Composites can be very impact-resistant compared to other materials. Based upon their makeup, different composites materials will offer different degrees of resistance to impact. Once the threshold to impact resistance is passed, cracking will occur. Localized impact can form a crack in the weakened material, and vibration and additional loading can keep the cracks spreading. There is a relatively simple solution to stopping this.
I am currently working on repairing an SMC composite truck hood, which has various forms of damage including cracks. I want to repair the cracks, but also must keep them from spreading. So the solution is …
Drill a Hole!
A hole that is drilled at the end of a crack in the material will stop it from spreading. There is no place for it to restart. It cannot travel any farther because there is not any high-stress area that is weaker than the surrounding surface.

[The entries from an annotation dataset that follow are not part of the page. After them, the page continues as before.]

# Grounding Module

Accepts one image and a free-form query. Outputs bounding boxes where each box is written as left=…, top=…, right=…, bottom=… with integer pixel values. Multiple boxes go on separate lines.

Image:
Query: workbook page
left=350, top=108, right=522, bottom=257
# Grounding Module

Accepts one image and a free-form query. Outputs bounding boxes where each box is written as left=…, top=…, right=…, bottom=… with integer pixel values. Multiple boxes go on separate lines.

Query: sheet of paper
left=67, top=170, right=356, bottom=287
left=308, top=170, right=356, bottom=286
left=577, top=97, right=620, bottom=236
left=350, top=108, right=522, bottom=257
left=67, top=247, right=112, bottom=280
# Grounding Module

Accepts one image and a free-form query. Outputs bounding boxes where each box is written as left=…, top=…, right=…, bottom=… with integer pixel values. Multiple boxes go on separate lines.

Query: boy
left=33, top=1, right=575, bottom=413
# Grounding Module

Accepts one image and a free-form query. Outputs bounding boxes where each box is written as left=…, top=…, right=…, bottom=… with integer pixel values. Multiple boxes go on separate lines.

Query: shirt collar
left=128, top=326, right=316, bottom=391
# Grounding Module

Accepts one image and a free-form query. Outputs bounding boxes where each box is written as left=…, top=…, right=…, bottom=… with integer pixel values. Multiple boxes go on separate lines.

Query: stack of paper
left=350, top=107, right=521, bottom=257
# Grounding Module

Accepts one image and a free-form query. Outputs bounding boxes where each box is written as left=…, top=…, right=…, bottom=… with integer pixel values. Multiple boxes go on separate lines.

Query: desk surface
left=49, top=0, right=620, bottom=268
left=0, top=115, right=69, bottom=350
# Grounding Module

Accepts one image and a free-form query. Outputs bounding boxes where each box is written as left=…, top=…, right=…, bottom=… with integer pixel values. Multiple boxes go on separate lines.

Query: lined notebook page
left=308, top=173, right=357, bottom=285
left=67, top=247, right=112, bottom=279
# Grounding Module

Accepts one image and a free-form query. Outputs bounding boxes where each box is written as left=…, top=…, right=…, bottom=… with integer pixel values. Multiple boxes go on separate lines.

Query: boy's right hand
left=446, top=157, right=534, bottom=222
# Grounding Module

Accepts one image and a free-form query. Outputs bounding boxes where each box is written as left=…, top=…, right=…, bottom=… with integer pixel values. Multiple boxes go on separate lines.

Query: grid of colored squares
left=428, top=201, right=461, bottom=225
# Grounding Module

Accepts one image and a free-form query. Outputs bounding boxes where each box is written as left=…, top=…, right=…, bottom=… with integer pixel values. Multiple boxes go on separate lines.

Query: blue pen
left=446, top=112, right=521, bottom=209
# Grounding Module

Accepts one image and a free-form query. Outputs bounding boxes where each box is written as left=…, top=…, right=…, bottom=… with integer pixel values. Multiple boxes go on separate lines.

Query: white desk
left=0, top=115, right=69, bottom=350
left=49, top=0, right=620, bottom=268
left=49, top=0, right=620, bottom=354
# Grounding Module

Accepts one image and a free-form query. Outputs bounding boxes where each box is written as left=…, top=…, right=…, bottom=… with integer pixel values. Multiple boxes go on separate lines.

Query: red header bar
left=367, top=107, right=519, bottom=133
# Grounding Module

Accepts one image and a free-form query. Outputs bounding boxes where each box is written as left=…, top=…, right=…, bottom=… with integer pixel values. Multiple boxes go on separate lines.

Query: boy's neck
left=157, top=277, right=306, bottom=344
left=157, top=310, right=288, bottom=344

In my example, I am working on a complete repair, not just stopping the crack from spreading. I drilled the hole, reinforced the back side, and sanded the surface to accept filler. The filler will fill this low spot over the crack as well as the hole that was drilled. It can be filled right back in but will still retain its crack resistance!
Another way for cracks to start is from high-stress areas such as square corners. When making a hole in composites, it is important to always avoid sharp corners. Round holes are the best, but if the opening must be rectangular, the corners should have some radii incorporated into the corners.
A cracked laminate is a sign of failure, and it must be addressed before it gets worse.